Technical Paper Access

You can only access this if you are on a school computer. Just click that you go to Bronx Science because they have paid for a membership, so you click Bronx Science and then you will have access to the whole database.
http://www.sciencedirect.com/

Tuesday, October 4, 2016

Progress Meeting 1 (10/06/2016)

We are going to have our first STEM Progress Meeting this Thursday (10/06/2015). Please prepare it thoroughly and be ready for any questions. Each team will have 10~15 minutes to present depends on the size of the group. The outlines of the presentation are listed below.

STEM Team Progress Report Outlines
1. Topic
   a. Research topic
   b. group members
2. Research problem
   a. Definition
   b. Scope
   c. Functional specification
   d. Performance specification
3. Prior Arts / Resource Inventory  

   a. Survey of literature
   b. Work from last year
4. Method
   a. Possible methods/strategies to solve the problem
   b. The method (currently experimenting) & rationals of choosing

5. Technology Analysis
   a. Mechanical
   b. Electronic
   c. Algorithms 
   d. Software
   e. Chemical
    f. Biological
6. Network Diagram & Gantt chart (Time & Human Resource)
   a. Major activities/milestones
   b. Dependence
   c. Task/resource assignment
   d. Current status
7. Material Resource (Highlight Items Need Purchase)
   a. Tools
   b. Materials
   c. Software
   d. Equipment
8. Progress
   a. Learning progress
   b. Failed experiments
   c. Project achievements
   d. Demonstrations
9. Problems
   a. Technical issues
   b. Resource issues (time, human, material)
10. Safety/Risks Management
   a. Potential show stopper

   b.

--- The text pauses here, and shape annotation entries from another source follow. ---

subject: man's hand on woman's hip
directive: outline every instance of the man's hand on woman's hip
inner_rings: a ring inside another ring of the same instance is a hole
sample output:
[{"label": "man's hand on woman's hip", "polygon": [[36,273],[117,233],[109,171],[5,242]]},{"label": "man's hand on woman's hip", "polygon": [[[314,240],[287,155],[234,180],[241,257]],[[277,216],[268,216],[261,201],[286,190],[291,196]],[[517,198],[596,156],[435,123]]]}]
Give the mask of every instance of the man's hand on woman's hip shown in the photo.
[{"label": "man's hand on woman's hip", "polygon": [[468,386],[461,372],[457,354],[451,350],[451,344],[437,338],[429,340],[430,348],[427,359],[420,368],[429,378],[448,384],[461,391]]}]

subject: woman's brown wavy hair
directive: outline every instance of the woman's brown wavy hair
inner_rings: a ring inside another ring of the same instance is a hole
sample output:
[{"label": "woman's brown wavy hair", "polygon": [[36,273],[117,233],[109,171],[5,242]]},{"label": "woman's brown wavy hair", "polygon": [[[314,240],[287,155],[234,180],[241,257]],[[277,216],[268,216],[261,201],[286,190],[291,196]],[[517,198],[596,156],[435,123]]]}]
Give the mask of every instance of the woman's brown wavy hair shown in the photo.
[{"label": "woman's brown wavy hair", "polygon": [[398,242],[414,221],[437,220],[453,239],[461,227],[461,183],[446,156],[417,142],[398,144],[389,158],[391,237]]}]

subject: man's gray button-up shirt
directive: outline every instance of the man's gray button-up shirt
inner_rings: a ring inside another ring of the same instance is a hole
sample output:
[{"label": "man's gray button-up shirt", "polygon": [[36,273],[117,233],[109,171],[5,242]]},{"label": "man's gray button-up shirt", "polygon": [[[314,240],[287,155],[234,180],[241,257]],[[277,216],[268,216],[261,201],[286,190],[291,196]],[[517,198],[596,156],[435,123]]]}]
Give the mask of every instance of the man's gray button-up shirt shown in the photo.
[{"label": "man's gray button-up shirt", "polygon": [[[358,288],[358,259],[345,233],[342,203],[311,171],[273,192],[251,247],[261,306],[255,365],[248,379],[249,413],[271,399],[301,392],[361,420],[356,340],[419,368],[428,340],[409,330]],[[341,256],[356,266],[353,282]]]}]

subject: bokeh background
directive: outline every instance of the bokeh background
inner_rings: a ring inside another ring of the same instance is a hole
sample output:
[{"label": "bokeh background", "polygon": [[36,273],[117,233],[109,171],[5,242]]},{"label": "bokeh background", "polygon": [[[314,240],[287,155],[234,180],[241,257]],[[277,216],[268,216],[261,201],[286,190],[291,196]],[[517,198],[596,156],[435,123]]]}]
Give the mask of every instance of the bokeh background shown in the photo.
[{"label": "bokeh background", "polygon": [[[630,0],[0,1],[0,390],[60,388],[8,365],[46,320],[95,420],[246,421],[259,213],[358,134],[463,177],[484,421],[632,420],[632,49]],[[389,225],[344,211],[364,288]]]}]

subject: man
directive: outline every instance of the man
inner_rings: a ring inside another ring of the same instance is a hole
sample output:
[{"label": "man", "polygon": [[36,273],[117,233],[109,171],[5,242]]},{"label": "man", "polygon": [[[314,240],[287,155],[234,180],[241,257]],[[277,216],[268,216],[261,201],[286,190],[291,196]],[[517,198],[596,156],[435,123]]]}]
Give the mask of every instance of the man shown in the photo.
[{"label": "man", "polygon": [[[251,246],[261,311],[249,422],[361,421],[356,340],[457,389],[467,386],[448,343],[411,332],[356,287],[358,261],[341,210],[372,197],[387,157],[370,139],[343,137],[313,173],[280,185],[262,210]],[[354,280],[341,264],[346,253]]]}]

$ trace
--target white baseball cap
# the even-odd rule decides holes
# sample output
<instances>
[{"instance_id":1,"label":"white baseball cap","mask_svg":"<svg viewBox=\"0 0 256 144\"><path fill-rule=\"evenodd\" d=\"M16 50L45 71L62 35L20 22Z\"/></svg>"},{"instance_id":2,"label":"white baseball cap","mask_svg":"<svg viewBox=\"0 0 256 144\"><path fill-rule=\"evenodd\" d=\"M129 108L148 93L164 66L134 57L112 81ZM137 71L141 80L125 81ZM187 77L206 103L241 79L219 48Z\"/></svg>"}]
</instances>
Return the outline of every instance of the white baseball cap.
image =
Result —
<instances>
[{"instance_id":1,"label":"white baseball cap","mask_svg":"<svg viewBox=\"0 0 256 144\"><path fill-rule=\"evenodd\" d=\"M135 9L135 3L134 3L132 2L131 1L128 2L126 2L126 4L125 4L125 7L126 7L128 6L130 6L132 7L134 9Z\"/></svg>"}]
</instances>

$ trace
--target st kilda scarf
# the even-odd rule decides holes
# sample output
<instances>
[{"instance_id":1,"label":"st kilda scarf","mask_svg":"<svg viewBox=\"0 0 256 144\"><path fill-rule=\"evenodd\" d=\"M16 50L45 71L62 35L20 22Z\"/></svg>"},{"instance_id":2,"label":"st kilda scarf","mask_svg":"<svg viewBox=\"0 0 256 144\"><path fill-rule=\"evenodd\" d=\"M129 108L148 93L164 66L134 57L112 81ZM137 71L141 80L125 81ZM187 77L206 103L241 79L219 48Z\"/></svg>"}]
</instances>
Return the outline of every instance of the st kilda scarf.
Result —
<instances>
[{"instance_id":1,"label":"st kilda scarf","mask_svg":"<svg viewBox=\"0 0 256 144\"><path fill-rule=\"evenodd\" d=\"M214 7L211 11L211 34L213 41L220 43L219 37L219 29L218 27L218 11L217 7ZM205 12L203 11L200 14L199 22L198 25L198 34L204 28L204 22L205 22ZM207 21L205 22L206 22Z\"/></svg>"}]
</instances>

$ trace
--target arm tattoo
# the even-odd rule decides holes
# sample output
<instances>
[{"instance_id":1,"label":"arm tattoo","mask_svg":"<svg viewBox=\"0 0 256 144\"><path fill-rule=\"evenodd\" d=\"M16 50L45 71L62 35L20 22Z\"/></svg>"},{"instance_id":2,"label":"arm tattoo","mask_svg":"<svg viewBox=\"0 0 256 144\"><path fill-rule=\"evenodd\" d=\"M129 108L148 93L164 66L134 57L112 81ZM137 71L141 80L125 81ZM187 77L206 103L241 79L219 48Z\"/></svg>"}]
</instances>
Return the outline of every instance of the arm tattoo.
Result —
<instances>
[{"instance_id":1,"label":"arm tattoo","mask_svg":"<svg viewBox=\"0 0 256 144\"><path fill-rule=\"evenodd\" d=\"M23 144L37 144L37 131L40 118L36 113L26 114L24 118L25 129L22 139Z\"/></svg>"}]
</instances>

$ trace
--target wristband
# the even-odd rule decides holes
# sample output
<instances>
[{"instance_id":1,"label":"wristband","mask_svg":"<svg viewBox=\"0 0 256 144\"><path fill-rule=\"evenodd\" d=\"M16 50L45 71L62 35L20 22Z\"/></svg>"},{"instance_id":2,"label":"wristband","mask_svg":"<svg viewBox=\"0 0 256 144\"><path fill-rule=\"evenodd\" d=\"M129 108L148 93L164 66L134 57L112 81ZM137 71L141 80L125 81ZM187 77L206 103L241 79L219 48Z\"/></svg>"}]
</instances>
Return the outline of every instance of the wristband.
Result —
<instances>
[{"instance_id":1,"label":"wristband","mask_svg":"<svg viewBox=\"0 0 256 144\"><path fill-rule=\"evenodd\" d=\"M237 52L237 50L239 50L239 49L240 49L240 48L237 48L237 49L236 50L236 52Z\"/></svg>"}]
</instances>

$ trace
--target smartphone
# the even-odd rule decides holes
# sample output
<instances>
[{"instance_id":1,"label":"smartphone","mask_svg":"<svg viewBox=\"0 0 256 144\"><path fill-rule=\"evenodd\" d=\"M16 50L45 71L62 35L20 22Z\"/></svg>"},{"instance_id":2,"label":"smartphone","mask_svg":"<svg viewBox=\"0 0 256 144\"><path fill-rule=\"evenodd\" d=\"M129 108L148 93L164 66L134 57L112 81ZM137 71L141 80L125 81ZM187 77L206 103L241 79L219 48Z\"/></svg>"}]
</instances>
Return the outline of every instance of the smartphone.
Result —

Safety issues.
   c. Backup plan
11. References
   a. Books/magazines
   b. Video tutorials
   c. Websites
   d. Papers from professional journals
   e. Thesis/dissertations


Project team members should coordinate with each other to create a seamless presentation. Every group member should have the equal opportunity to present/demo. Group and individual performance will be evaluated by peers and teacher.

Good luck!

Tuesday, September 13, 2016

STEM Seminar

We are going to have our first STEM Seminar this coming Thursday (9/15) and next Monday (9/19). Each team should prepare to present a key topic of your research field in depth based on both your study and research experience. The contents should be informative and educational to the class. The presentation should be no longer than 12 minutes (including 2 minutes for questions). You are encouraged to use PowerPoint, videos, demonstrations and handouts to help the class understand and grasp the new materials in a short time. Presentation materials should be in professional quality: concise, accurate, logical, rich in contents, and visually pleasant.

Please plan, coordinate, and rehearse your presentation in advance, and submit your topic by the end of Wednesday (9/14). The order of presentation will be announced before the presentation. If you need any special setup for your presentation, please notify Mr. Lin as soon as possible.
Once your team has finished your presentation, your presentation and multimedia files should be posted  onto your team blog. You can upload your file to Google Drive first and then share the link on your blog.